Religion
- Affiliation: Hinduism

Location
- Location: Shawnee
- State: Kansas
- Country: United States
- Interactive map of Hindu Temple and Cultural Center of Kansas City
- Coordinates: 39°00′47″N 94°45′43″W﻿ / ﻿39.013117°N 94.762028°W

Website
- www.htccofkc.org

= Hindu Temple and Cultural Center of Kansas City =

Hindu Temple and Cultural Center of Kansas City or HTCC Kansas City, is located on 6330 Lackman Road, Shawnee, KS, 66217 and serves the Hindu and Jain population of the Kansas City Metropolitan Area.

==History==
In 1982, the need for Hindu Temple was discussed among the local Hindu and Jain population and plans were started to build a Hindu Temple in Johnson County. 4 Families sent requests for establishing an organization to create the Hindu Temple and asked for donations to purchase the lot that the HTCC would be built on. In May 1983, was recognized by the IRS as a religious organization and given tax exempt status.
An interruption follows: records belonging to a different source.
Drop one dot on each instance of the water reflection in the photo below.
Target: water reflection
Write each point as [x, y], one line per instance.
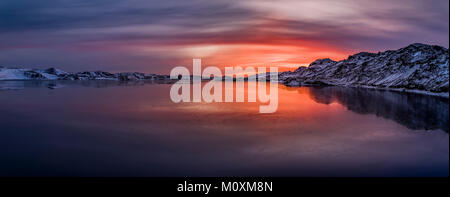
[108, 128]
[414, 111]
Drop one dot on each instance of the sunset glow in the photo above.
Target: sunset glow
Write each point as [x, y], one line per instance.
[157, 36]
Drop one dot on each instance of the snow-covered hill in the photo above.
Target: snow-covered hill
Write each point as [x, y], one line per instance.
[57, 74]
[416, 67]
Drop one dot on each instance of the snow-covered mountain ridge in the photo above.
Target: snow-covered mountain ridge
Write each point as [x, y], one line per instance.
[415, 67]
[57, 74]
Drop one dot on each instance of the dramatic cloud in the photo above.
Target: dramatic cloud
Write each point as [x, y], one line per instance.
[154, 36]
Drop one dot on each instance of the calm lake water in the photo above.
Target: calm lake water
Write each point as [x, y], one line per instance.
[104, 128]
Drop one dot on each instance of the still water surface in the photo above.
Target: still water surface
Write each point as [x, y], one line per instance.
[98, 128]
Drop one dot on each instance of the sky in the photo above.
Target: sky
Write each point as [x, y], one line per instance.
[155, 36]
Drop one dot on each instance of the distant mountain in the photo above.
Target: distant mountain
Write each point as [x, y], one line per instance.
[415, 67]
[57, 74]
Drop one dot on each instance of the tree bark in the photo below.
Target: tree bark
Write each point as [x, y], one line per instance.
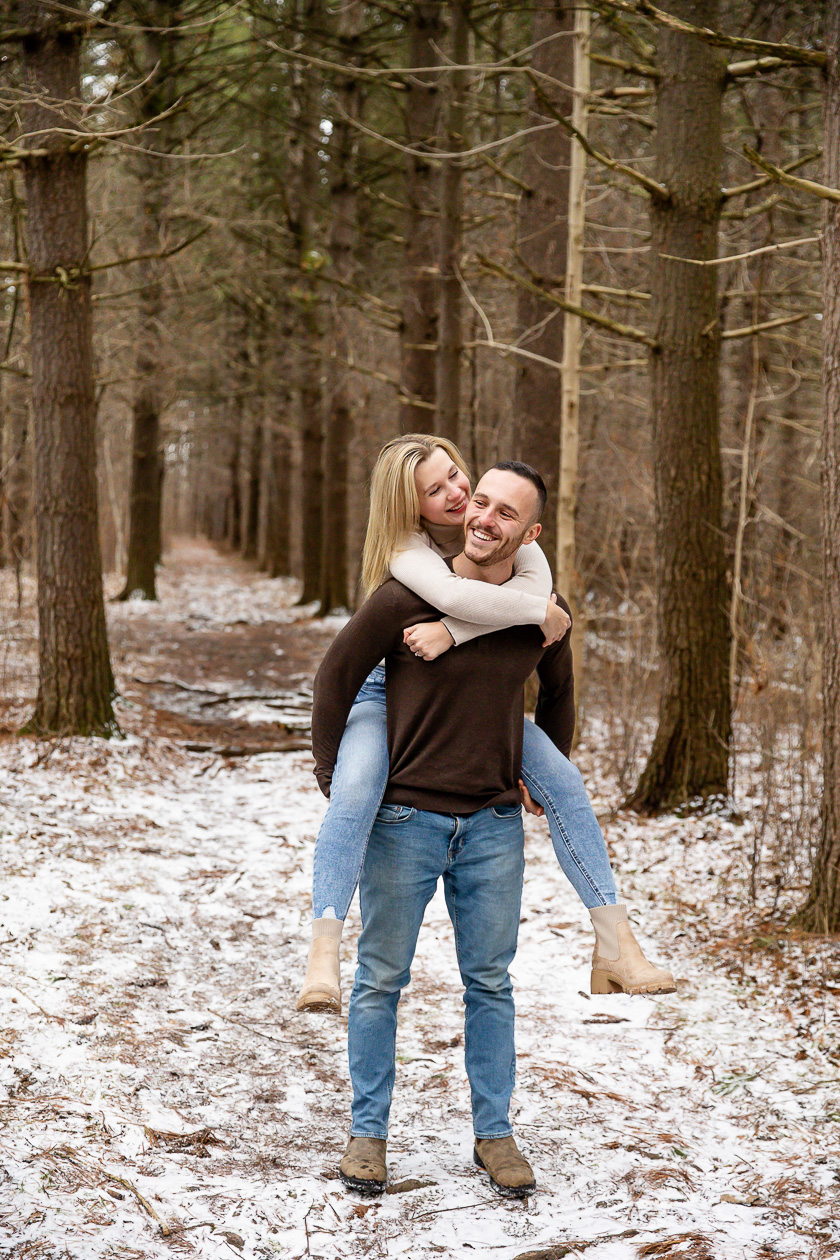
[251, 522]
[338, 423]
[74, 679]
[420, 316]
[15, 488]
[821, 911]
[277, 478]
[542, 236]
[154, 52]
[690, 755]
[568, 580]
[450, 350]
[309, 362]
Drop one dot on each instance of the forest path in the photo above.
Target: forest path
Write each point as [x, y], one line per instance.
[160, 1096]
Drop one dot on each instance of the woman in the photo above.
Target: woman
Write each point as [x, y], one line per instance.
[418, 495]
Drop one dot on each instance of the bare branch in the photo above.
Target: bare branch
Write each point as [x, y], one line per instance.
[634, 334]
[459, 155]
[731, 334]
[632, 295]
[737, 257]
[645, 182]
[516, 349]
[790, 53]
[739, 189]
[640, 68]
[758, 66]
[781, 177]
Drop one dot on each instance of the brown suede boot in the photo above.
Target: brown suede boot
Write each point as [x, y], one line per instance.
[617, 963]
[363, 1167]
[510, 1173]
[320, 990]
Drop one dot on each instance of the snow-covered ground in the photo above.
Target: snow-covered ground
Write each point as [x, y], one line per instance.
[160, 1096]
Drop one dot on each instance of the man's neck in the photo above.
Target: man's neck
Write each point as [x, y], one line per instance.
[493, 573]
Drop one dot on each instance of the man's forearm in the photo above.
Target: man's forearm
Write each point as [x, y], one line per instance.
[556, 702]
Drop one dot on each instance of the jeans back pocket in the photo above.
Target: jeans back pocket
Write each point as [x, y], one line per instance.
[394, 813]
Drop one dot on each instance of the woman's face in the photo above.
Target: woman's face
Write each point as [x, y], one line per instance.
[442, 489]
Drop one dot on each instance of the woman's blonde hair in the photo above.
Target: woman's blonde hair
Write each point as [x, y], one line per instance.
[394, 505]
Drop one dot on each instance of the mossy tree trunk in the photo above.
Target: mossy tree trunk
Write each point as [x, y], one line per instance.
[74, 679]
[690, 755]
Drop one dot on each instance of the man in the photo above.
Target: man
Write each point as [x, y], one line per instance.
[452, 810]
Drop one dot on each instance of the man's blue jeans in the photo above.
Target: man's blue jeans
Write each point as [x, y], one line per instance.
[480, 857]
[359, 784]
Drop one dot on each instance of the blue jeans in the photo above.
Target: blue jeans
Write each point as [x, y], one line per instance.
[481, 859]
[355, 793]
[359, 784]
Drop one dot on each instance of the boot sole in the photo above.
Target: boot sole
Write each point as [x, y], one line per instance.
[364, 1186]
[602, 983]
[505, 1191]
[319, 1002]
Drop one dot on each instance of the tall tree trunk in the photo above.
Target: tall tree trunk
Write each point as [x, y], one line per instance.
[690, 754]
[338, 422]
[251, 523]
[74, 679]
[568, 580]
[418, 324]
[155, 56]
[448, 357]
[278, 468]
[233, 508]
[309, 362]
[542, 234]
[15, 490]
[821, 911]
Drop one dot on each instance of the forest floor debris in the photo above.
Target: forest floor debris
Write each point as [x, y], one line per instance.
[160, 1096]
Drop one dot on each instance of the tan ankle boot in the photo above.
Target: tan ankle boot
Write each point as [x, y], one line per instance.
[617, 962]
[363, 1167]
[321, 989]
[510, 1173]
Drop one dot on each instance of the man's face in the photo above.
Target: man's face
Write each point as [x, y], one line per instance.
[500, 517]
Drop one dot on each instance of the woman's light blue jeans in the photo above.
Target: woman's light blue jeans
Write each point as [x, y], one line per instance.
[480, 858]
[359, 784]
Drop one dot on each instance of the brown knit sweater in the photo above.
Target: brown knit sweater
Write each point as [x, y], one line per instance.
[455, 725]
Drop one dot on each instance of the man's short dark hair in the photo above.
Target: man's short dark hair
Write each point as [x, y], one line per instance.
[530, 475]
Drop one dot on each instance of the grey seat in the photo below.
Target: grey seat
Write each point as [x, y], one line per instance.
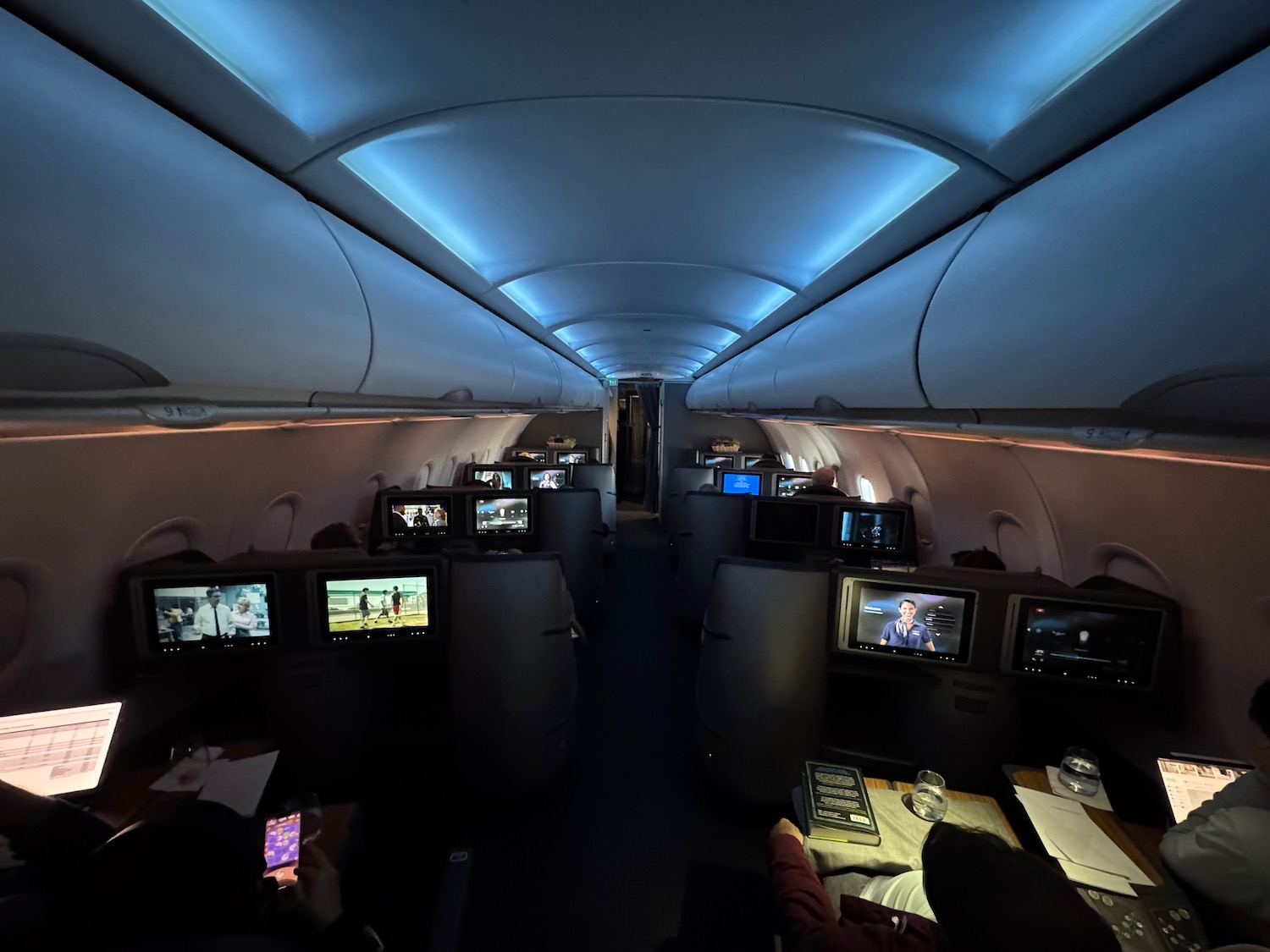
[513, 680]
[711, 526]
[761, 682]
[571, 523]
[683, 480]
[601, 476]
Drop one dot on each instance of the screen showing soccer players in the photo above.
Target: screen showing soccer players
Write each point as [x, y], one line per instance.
[376, 607]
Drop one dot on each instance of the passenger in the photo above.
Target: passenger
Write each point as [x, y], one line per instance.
[986, 896]
[104, 886]
[1223, 848]
[822, 484]
[978, 559]
[338, 535]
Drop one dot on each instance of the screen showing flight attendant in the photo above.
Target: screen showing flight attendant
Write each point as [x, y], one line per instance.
[914, 622]
[742, 482]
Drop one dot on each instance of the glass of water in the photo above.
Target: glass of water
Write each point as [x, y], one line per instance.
[930, 796]
[1080, 772]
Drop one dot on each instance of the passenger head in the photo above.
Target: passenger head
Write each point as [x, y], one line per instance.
[992, 898]
[1260, 713]
[338, 535]
[193, 868]
[978, 559]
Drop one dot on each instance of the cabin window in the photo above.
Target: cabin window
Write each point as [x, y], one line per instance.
[866, 493]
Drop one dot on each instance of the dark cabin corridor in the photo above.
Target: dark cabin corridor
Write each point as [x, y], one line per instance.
[624, 852]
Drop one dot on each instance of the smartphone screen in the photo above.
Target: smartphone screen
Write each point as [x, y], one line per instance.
[282, 847]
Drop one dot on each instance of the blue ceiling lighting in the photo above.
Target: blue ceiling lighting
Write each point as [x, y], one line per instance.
[1057, 46]
[268, 48]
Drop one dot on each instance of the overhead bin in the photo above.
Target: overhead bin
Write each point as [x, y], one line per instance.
[1133, 277]
[858, 350]
[130, 230]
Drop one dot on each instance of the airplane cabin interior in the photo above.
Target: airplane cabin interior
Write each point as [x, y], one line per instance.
[510, 446]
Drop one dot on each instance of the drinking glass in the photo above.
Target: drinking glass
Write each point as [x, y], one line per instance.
[1080, 772]
[309, 806]
[190, 759]
[930, 796]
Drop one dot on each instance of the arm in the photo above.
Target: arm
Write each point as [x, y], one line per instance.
[809, 919]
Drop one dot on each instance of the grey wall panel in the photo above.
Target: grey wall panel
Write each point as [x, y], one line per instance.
[429, 340]
[1138, 266]
[129, 228]
[710, 391]
[860, 349]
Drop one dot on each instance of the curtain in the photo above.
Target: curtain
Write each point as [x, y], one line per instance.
[650, 404]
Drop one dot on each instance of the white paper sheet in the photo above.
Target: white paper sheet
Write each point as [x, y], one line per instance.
[239, 784]
[185, 776]
[1068, 833]
[1099, 801]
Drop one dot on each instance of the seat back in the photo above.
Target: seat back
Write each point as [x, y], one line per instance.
[711, 526]
[761, 683]
[601, 476]
[571, 523]
[683, 480]
[513, 680]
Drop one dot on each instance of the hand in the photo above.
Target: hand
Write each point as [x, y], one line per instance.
[787, 828]
[317, 891]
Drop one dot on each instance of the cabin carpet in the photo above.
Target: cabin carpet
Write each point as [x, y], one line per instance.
[625, 850]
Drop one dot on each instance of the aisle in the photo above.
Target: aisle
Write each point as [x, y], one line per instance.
[622, 853]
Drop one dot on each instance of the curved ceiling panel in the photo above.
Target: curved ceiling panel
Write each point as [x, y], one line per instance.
[777, 192]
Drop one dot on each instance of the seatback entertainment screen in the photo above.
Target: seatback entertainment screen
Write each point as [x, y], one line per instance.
[790, 482]
[871, 530]
[218, 614]
[375, 606]
[888, 619]
[736, 482]
[500, 515]
[495, 477]
[1115, 645]
[422, 515]
[556, 477]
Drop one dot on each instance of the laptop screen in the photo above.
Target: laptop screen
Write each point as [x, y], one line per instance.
[1191, 781]
[58, 751]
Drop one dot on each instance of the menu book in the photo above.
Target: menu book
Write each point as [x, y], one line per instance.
[837, 805]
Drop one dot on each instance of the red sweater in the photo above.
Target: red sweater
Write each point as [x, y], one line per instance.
[812, 924]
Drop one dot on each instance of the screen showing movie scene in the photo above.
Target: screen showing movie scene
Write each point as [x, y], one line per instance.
[871, 530]
[914, 622]
[211, 614]
[792, 523]
[375, 607]
[742, 484]
[419, 517]
[500, 515]
[494, 479]
[787, 484]
[548, 479]
[1105, 644]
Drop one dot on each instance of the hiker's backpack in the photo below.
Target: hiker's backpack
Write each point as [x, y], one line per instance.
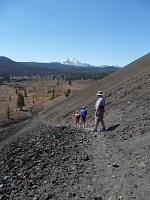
[83, 113]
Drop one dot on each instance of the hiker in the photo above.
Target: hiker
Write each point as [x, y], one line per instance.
[83, 113]
[77, 116]
[99, 111]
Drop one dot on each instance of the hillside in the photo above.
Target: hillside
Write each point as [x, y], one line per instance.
[48, 158]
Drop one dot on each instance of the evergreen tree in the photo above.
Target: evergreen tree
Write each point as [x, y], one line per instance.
[25, 93]
[8, 112]
[69, 81]
[1, 81]
[20, 101]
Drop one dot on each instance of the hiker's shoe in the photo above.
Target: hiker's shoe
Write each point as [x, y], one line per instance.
[94, 130]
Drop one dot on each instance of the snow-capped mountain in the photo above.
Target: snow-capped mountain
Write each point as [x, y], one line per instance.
[73, 61]
[76, 62]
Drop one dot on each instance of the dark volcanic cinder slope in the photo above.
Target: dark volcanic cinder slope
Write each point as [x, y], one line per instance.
[65, 163]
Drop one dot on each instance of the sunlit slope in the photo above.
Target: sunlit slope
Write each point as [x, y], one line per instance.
[88, 96]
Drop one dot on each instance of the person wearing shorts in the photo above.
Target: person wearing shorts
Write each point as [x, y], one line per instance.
[99, 111]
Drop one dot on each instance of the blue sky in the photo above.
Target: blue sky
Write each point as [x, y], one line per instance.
[98, 32]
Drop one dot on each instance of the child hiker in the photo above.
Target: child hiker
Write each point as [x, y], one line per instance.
[77, 117]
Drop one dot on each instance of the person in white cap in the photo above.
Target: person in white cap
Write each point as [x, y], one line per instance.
[99, 111]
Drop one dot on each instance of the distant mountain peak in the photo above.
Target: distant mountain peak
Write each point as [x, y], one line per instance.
[72, 61]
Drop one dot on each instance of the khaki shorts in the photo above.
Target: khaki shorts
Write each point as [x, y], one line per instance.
[99, 116]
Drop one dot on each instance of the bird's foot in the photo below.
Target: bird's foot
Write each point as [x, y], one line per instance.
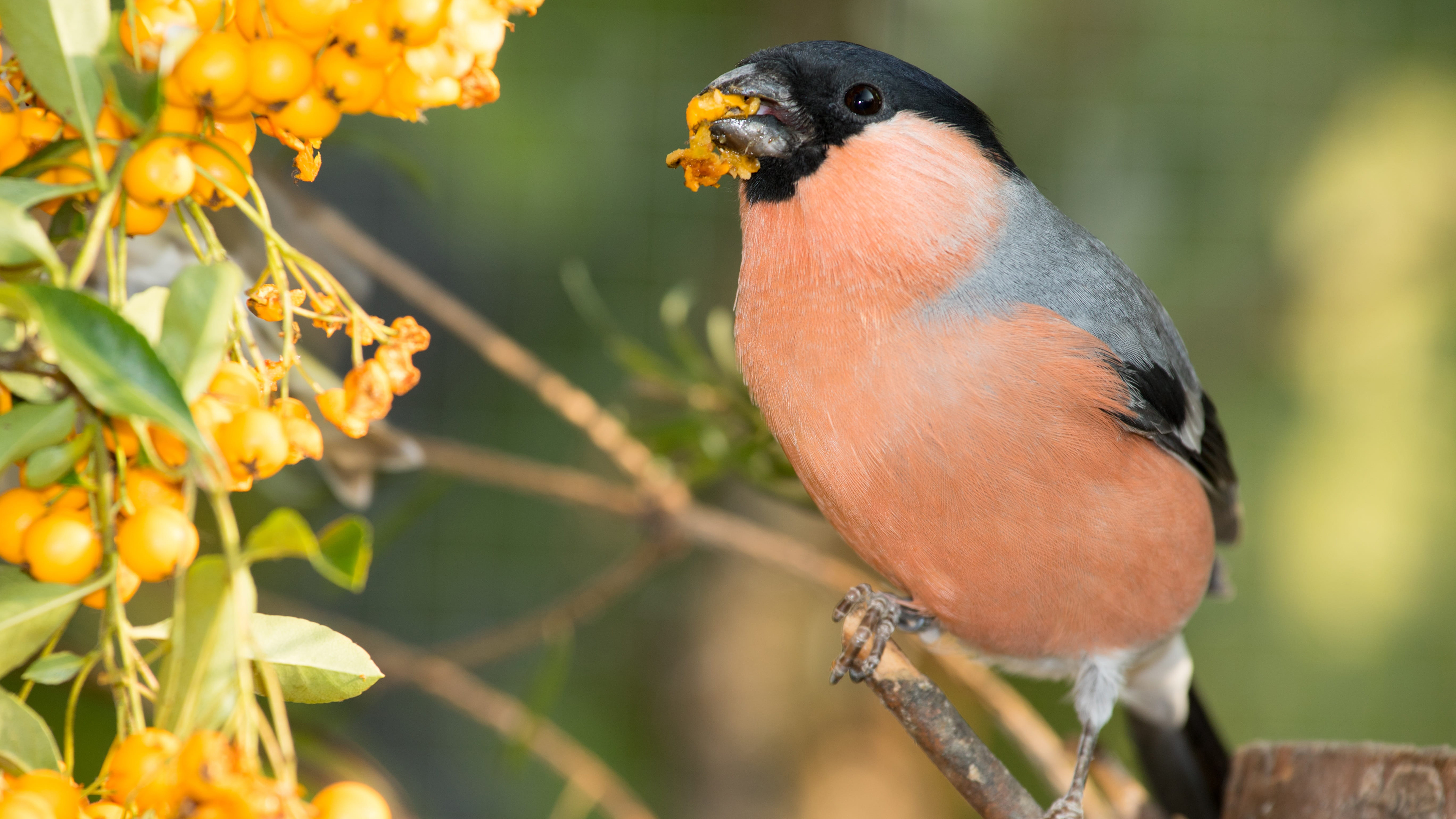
[1065, 808]
[883, 614]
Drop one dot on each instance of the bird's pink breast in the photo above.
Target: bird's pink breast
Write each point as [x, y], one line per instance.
[970, 460]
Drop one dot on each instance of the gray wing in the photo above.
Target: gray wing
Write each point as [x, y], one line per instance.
[1045, 259]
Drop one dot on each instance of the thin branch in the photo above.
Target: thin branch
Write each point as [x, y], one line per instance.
[574, 608]
[530, 477]
[940, 731]
[487, 706]
[701, 524]
[567, 400]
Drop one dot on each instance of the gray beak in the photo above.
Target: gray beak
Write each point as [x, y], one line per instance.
[777, 130]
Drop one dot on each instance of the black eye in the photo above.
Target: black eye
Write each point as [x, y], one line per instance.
[864, 100]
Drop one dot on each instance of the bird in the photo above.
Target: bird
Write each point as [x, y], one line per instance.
[985, 401]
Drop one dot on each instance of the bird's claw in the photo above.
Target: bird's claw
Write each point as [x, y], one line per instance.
[883, 615]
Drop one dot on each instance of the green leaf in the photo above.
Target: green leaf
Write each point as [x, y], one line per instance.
[67, 223]
[283, 534]
[107, 359]
[55, 670]
[194, 327]
[30, 614]
[341, 553]
[30, 193]
[52, 464]
[24, 242]
[33, 426]
[57, 43]
[314, 662]
[200, 686]
[346, 551]
[25, 741]
[37, 390]
[145, 312]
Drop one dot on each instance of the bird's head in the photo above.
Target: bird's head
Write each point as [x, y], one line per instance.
[823, 94]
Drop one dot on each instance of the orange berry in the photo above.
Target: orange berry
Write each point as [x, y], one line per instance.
[215, 71]
[169, 447]
[305, 439]
[64, 499]
[104, 810]
[40, 126]
[19, 805]
[242, 130]
[156, 541]
[228, 164]
[414, 22]
[334, 406]
[369, 391]
[60, 793]
[407, 91]
[19, 508]
[254, 444]
[364, 37]
[159, 174]
[347, 82]
[110, 126]
[209, 769]
[14, 154]
[238, 384]
[147, 487]
[277, 69]
[62, 549]
[397, 359]
[140, 219]
[140, 772]
[9, 123]
[180, 119]
[351, 800]
[127, 584]
[311, 116]
[175, 94]
[154, 19]
[308, 17]
[120, 430]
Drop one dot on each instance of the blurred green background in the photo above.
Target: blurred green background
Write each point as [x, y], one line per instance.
[1282, 173]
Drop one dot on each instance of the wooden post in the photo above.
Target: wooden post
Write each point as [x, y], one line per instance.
[1324, 780]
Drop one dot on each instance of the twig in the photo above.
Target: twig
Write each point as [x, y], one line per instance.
[584, 602]
[526, 475]
[701, 524]
[940, 731]
[571, 403]
[734, 534]
[487, 706]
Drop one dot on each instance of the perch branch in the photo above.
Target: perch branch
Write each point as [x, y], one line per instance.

HTCC bought 5 acres of Land in an undeveloped part of Shawnee, Kansas, relatively close to where the majority of Hindus in the Kansas City Area lived. On October 27, 1985, the groundbreaking ceremony began and on May 22, 1988, the Hindu Temple was opened and held an opening ceremony with thousands in attendance. Many murtis, idols of gods, were imported from India and the temple was designed with sculptures of various Hindu & Jain gods and goddesses on the inside and outside. In April 1991, the Temple was complete in its design. Today, HTCCKC receives over 600 visitors a week with certain Hindu festivals such as Diwali drawing crowds over 1,000 people.

==Design==
The facility is a square building. The entrance has an area to remove shoes before entering the temple. The rest of the facility is a carpeted area dedicated for worship with a middle aisle to bow down to all deities in the temple. The temple has services in 16 languages and has Hindu rituals performed outside the temple for a fee. The Temple also has classrooms, a cafeteria and a kitchen.

==Awards==
The temple's youth group does several charity events and fund raising for victims of natural disasters around the world. The Youth Group raised over $6,000 for victims of the 2010 Haiti Earthquake.